Former state Sen. Nancy Argenziano has filed suit against the Republican Party of Florida, claiming the party defamed her in an attack mailer.
The complaint, filed Thursday in Citrus County Circuit Court, accuses the party of knowingly printing false information in the campaign mailer, which states that Argenziano "violated the law." The mailer doesn't specifically say how, but the intimation is that she broke the law when "she filed to run for Congress as a Democrat."
Argenziano denied she broke any law. She never actually filed as a Democrat, a fact she said could have easily been checked.
The mailer, she said, is a libelous attempt to hurt her current campaign for a state House seat.
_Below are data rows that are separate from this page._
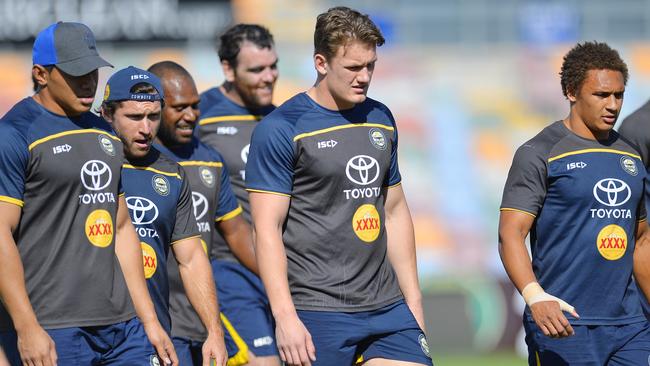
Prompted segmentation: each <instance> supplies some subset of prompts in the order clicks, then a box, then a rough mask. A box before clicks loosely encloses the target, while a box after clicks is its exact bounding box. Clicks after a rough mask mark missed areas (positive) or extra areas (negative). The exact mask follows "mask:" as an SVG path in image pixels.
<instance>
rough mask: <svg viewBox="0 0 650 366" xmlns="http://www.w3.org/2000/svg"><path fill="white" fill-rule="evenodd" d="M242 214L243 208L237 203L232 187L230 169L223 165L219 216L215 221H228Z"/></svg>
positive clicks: (218, 205) (219, 208) (220, 190)
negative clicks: (241, 207) (229, 170)
mask: <svg viewBox="0 0 650 366" xmlns="http://www.w3.org/2000/svg"><path fill="white" fill-rule="evenodd" d="M241 213H242V208H241V206H239V202H237V198H236V197H235V194H234V193H233V192H232V186H231V185H230V174H228V167H227V166H226V163H225V162H224V163H223V167H222V168H221V186H220V188H219V204H218V206H217V214H216V216H215V217H216V219H215V221H217V222H218V221H226V220H230V219H232V218H233V217H235V216H237V215H239V214H241Z"/></svg>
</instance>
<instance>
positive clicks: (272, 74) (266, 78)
mask: <svg viewBox="0 0 650 366" xmlns="http://www.w3.org/2000/svg"><path fill="white" fill-rule="evenodd" d="M277 78H278V69H272V68H266V69H265V70H264V73H263V74H262V80H263V81H264V82H265V83H272V82H274V81H275V79H277Z"/></svg>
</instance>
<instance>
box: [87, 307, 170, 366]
mask: <svg viewBox="0 0 650 366" xmlns="http://www.w3.org/2000/svg"><path fill="white" fill-rule="evenodd" d="M98 333H99V334H100V335H101V336H102V337H104V338H105V339H106V340H107V341H108V342H110V343H111V350H110V351H109V352H107V353H106V354H105V355H104V357H103V358H102V361H103V364H105V365H134V366H139V365H143V366H150V365H158V364H160V365H162V364H163V362H162V361H161V360H160V359H159V358H158V356H157V355H156V350H155V348H154V347H153V345H152V344H151V342H149V338H147V334H146V333H145V331H144V326H143V325H142V323H140V320H138V318H132V319H130V320H127V321H125V322H121V323H117V324H113V325H110V326H107V327H101V329H100V330H99V331H98Z"/></svg>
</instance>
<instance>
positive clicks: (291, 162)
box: [246, 119, 295, 195]
mask: <svg viewBox="0 0 650 366" xmlns="http://www.w3.org/2000/svg"><path fill="white" fill-rule="evenodd" d="M283 122H284V121H281V120H269V119H265V120H262V122H260V124H259V125H257V127H256V128H255V130H254V131H253V136H252V138H251V146H250V151H249V154H248V162H247V163H246V189H247V190H249V191H262V192H270V193H278V194H282V195H291V191H292V190H293V175H294V159H295V152H294V142H293V136H294V133H293V129H292V128H291V126H289V125H288V124H285V123H283Z"/></svg>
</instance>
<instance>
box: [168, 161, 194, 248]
mask: <svg viewBox="0 0 650 366" xmlns="http://www.w3.org/2000/svg"><path fill="white" fill-rule="evenodd" d="M178 168H179V173H180V175H181V192H180V194H179V196H178V202H176V220H174V230H173V231H172V244H174V243H175V242H177V241H179V240H183V239H187V238H190V237H193V236H199V235H201V233H199V230H198V227H197V225H196V218H195V217H194V210H193V206H192V190H191V189H190V185H189V183H188V182H187V176H186V174H185V170H183V168H182V167H181V166H179V167H178Z"/></svg>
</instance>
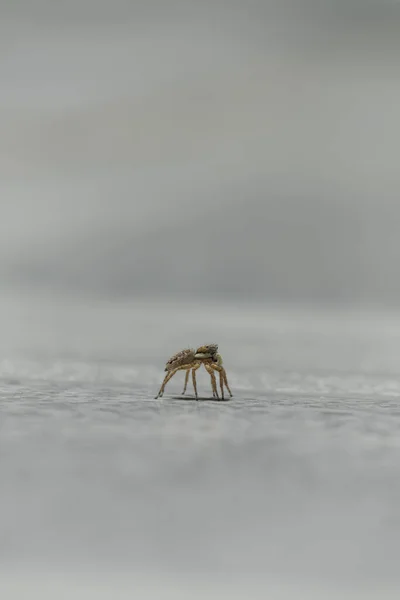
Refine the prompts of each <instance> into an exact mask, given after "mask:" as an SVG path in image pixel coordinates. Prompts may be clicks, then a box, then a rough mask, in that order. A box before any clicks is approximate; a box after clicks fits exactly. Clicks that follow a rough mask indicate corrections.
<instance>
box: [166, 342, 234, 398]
mask: <svg viewBox="0 0 400 600" xmlns="http://www.w3.org/2000/svg"><path fill="white" fill-rule="evenodd" d="M201 365H204V368H205V369H206V371H207V372H208V373H209V375H210V377H211V386H212V390H213V396H214V397H215V398H219V396H218V392H217V382H216V378H215V372H218V373H219V377H220V387H221V396H222V399H224V385H225V387H226V388H227V390H228V392H229V394H230V396H231V397H232V392H231V390H230V389H229V385H228V379H227V376H226V371H225V368H224V367H223V361H222V356H221V355H220V354H219V353H218V344H208V345H206V346H200V347H199V348H197V350H193V349H192V348H187V349H186V350H181V351H180V352H177V353H176V354H174V355H173V356H171V358H170V359H169V360H168V361H167V364H166V366H165V371H167V374H166V376H165V378H164V381H163V382H162V385H161V388H160V391H159V392H158V394H157V396H156V398H160V397H161V396H162V395H163V394H164V390H165V386H166V385H167V383H168V381H169V380H170V379H171V378H172V377H173V376H174V375H175V373H177V372H178V371H186V377H185V385H184V388H183V392H182V393H183V394H185V392H186V388H187V384H188V380H189V374H190V371H192V380H193V388H194V393H195V396H196V400H198V395H197V382H196V371H197V370H198V369H199V368H200V367H201Z"/></svg>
"I left the Republican Party of Florida because of the corruption and the devious nature to try to win elections at all costs," she said. "To flat-out lie to try to win an election is just enough for me, and I'll be darned if I'm going to sit still and let them get away with it."
If the state Republican party can show where she broke the law, she said, "this lawsuit goes away."
Party officials had not seen the lawsuit Thursday, said spokesman Brian Burgess.
"But the mail piece correctly points out that she attempted to run for Congress in Tallahassee as a Democrat, for which she was not legally qualified," Burgess said. "She then filed a lawsuit because she didn't like the rules everyone is required to play by, and when she lost that lawsuit, she decided to run for office in Citrus County."
A spokesman for the state party did not immediately return a phone message and email from the Tampa Bay Times on Thursday.
Argenziano is seeking compensatory damages in excess of $15,000, and punitive damages. The latter amount, she said in a statement, would be "a matter for the jury, after consideration of the $360 million the Republican Party of Florida has taken in in the last 16 years."
The longtime Republican switched her registration to Independent in June 2011 and then wanted to run for the 2nd Congressional District seat, representing Tallahassee and part of Florida's Panhandle, as a Democrat. She filed a lawsuit in December challenging a new state law that, among other things, forbade switching parties less than 365 days before the qualifying period for a general election.
A Tallahassee-based Circuit Court judge ruled against Argenziano, saying the Department of State did not violate her rights. Circuit Judge James Shelfer said previous cases consistently upheld the constitutionality of such "disaffiliation requirements," some with loyalty periods even greater than Florida's current one-year window.
He noted that Argenziano still had the right to run for Congress, either as a member of the Independent Party or with no party affiliation. Instead, Argenziano decided to run for the seat in state House District 34, which includes all of Citrus County and the northwest portion of Hernando.
The Democratic primary winner dropped out to make way for Argenziano, and the Florida Democratic Party voiced support for her instead of putting another candidate on the ballot.
Observers say Argenziano, a legislator who represented the area for nine years before making a statewide name for herself on the Public Service Commission, poses a formidable threat to Republican incumbent Jimmie T. Smith of Inverness.